Your Controller method looks like this:
#RequestMapping(path = "/completable-future", method = RequestMethod.POST)
Mono<Response> asyncTransaction(#RequestBody RequestDto requestDto, #RequestHeader Map<String, String> requestHeaders) {
String internalTransactionId = UUID.randomUUID().toString();
kafkaSender.send(Request.builder()
.transactionId(requestHeaders.get("transactionId"))
.internalTransactionId(internalTransactionId)

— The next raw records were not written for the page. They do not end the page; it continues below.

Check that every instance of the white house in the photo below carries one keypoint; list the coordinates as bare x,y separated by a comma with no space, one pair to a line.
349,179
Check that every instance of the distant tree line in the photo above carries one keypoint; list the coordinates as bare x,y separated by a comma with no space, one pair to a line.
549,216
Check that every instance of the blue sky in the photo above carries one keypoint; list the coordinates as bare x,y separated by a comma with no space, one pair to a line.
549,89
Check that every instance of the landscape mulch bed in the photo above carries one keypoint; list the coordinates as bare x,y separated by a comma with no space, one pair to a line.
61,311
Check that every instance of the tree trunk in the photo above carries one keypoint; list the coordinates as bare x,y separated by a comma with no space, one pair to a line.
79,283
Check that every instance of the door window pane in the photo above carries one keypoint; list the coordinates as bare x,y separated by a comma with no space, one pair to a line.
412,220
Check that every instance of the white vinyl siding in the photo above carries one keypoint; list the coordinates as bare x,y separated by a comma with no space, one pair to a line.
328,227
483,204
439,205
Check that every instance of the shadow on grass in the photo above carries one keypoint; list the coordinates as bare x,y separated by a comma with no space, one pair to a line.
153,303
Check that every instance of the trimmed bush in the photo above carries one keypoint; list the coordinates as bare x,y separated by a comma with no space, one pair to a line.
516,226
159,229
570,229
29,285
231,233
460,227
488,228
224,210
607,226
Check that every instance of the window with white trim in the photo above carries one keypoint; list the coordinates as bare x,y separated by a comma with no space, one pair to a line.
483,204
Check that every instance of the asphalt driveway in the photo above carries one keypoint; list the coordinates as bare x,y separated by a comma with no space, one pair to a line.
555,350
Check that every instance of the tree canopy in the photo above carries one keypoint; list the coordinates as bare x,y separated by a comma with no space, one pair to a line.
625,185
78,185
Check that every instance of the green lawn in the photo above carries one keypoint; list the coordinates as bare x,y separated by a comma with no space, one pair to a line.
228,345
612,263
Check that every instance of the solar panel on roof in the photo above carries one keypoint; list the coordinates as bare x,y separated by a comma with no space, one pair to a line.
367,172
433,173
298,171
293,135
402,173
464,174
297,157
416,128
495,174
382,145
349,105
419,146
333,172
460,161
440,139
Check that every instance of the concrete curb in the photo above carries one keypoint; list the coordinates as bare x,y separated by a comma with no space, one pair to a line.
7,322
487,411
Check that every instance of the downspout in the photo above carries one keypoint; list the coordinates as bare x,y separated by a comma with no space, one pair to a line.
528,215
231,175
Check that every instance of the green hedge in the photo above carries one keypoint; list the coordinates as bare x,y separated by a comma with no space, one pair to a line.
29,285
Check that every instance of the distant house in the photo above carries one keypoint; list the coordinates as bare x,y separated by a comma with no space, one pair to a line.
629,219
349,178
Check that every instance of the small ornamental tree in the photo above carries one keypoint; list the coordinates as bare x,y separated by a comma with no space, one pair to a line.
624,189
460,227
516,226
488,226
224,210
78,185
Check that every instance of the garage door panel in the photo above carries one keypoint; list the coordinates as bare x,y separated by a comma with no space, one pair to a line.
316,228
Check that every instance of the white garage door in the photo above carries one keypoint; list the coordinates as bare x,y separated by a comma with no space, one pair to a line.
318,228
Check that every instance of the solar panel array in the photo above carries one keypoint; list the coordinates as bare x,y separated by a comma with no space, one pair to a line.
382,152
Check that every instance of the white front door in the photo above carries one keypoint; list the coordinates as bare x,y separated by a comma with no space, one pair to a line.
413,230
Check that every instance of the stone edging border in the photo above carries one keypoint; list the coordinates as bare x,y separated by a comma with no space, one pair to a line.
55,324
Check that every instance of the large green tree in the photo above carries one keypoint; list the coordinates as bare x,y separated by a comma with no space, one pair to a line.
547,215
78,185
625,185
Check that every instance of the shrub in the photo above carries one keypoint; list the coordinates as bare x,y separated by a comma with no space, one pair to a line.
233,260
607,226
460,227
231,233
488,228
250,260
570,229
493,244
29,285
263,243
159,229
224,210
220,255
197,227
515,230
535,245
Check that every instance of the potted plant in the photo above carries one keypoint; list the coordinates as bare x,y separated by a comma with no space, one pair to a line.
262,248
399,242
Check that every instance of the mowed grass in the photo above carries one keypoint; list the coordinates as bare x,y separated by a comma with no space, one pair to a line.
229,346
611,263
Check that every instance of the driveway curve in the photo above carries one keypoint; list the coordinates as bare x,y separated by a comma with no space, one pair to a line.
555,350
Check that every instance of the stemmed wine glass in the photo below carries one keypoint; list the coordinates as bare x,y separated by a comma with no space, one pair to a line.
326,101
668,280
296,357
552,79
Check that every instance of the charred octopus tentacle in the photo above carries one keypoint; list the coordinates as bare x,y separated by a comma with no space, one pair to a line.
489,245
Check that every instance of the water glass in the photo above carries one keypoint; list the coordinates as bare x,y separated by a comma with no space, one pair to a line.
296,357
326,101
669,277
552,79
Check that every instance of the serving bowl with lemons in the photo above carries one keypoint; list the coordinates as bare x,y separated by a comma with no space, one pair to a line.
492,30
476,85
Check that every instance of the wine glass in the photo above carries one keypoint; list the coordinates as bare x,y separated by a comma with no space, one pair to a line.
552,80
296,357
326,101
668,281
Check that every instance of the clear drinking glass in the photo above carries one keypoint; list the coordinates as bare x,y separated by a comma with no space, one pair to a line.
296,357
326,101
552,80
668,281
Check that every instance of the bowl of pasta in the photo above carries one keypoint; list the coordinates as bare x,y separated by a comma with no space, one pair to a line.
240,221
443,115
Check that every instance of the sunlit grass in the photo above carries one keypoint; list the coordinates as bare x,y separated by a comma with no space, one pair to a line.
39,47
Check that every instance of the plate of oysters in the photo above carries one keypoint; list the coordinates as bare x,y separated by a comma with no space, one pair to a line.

.sourceIban(requestDto.getSourceIban())
.destIban(requestDto.getDestIban())
.build());
CompletableFuture<Response> completableFuture = new CompletableFuture();
taskHolder.pushTask(completableFuture, internalTransactionId);
return Mono.fromFuture(completableFuture);
}
Your taskHolder component will be something like this:
#Component
public class TaskHolder {
private Map<String, CompletableFuture> taskHolder = new ConcurrentHashMap();
public void pushTask(CompletableFuture<Response> task, String transactionId) {
this.taskHolder.put(transactionId, task);
}
public Optional<CompletableFuture> remove(String transactionId) {
return Optional.ofNullable(this.taskHolder.remove(transactionId));
}
}
And finally your Kafka ResponseListener looks like this:
#Component
public class ResponseListener {
#Autowired
TaskHolder taskHolder;
#KafkaListener(topics = "reactive-response-topic", groupId = "test")
public void listen(Response response) {
taskHolder.remove(response.getInternalTransactionId()).orElse(
new CompletableFuture()).complete(response);
}
}
In this example I used internalTransactionId as CorrelationId but you can use "kafka_correlationId" that is a known kafka header.